Ближайший город: скучнейшее, сонное местечко. Лачуги, хижины и несколько особняков колонистов, большинство из которых были разрушены и уже наполовину погребены под всепоглощающей буйной зеленью. Уличные торговцы в основном из Индии и Китая. Pasar malam – уличный базар, «открывающийся» на закате; ночной воздух благоухает ароматом арахисового масла. Христианская церковь и мечеть – бок о бок на маленькой рыночной площади.

«Лендровер» Джошуа Леви медленно пробивался сквозь толчею. В кузове лежал гроб, по обе стороны от которого сидели два меланезийца; Леви был за рулем. Пи‑Джей то входил в свое странное оборотное состояние, то выходил из него. Тимми глазел по сторонам – рассматривал достопримечательности, наслаждался видами, запахами и звуками этого городка, потерявшегося на грани сумасшествия.

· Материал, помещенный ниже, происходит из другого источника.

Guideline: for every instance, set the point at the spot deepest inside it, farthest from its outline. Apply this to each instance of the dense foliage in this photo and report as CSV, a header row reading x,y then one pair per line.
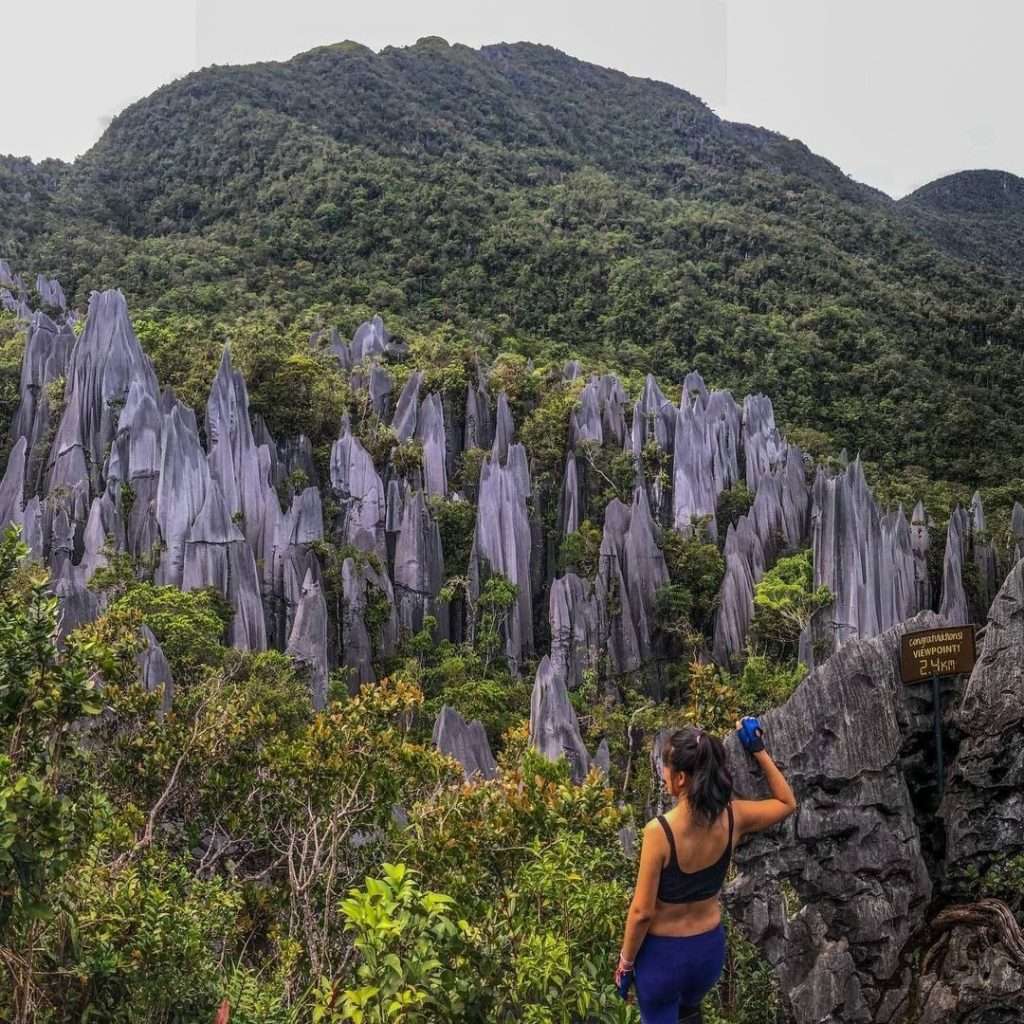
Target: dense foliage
x,y
544,206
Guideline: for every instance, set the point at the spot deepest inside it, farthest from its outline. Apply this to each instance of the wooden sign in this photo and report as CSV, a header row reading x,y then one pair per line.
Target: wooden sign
x,y
948,651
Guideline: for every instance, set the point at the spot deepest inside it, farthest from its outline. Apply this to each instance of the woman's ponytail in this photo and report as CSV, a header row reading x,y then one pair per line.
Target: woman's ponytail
x,y
702,758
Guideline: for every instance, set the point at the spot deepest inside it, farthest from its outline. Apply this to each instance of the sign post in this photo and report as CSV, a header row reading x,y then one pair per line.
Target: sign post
x,y
931,654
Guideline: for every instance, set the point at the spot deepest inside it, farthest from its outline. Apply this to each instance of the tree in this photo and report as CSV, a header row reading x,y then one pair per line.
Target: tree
x,y
785,599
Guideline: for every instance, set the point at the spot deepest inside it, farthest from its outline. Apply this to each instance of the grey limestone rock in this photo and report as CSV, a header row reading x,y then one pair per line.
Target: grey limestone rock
x,y
970,976
983,807
466,741
154,669
292,558
574,616
47,350
359,494
381,386
920,543
1017,528
694,486
866,562
983,554
744,564
763,445
430,433
403,423
833,895
365,587
653,419
241,468
50,292
216,554
307,643
184,479
504,429
631,572
419,566
502,544
12,486
554,730
954,607
78,604
370,340
295,455
103,365
569,502
776,522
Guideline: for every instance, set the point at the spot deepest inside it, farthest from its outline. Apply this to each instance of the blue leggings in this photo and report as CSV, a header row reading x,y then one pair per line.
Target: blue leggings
x,y
676,973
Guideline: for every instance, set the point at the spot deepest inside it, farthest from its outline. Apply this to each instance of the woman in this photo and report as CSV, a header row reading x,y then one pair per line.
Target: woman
x,y
675,943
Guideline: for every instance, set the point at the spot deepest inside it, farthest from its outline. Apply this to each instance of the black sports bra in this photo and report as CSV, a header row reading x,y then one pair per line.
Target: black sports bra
x,y
677,886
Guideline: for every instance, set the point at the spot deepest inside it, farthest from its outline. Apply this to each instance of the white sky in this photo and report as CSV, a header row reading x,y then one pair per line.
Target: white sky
x,y
897,92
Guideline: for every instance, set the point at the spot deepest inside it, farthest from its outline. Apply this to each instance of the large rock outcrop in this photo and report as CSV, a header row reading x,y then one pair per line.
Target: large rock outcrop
x,y
983,806
833,895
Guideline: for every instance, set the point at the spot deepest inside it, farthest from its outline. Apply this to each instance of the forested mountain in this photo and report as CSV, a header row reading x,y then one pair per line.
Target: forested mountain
x,y
976,215
338,650
539,203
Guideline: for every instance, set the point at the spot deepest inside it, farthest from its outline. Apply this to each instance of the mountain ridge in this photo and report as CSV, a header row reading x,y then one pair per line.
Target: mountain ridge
x,y
552,207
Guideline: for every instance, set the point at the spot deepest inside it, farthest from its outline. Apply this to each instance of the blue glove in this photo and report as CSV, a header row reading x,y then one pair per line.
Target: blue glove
x,y
624,985
751,734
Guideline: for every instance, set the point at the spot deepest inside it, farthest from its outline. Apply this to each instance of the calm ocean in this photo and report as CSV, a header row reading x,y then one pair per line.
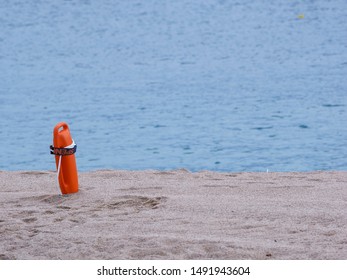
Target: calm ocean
x,y
218,85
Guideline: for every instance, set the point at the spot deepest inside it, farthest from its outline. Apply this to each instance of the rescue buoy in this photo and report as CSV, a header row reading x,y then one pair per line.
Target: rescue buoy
x,y
64,149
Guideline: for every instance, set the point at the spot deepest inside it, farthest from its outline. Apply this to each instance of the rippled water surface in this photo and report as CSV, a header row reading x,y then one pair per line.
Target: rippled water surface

Они остановились. Леви вышел, чтобы купить продуктов.

Mahal, mahal, – говорил он по‑индонезийски, торгуясь с ушлыми продавцами. – Berapa itu? – A потом на пиджине[31]: – Yu kisim dispela. – И продавцы тащили в «лендровер» очередную порцию покупок.

– Ну просто полиглот, – сказал Тимми Пи‑Джею.

– Совершенно не впечатляет, – ответил ему Пи‑Джей, имея в виду совершенно обратное.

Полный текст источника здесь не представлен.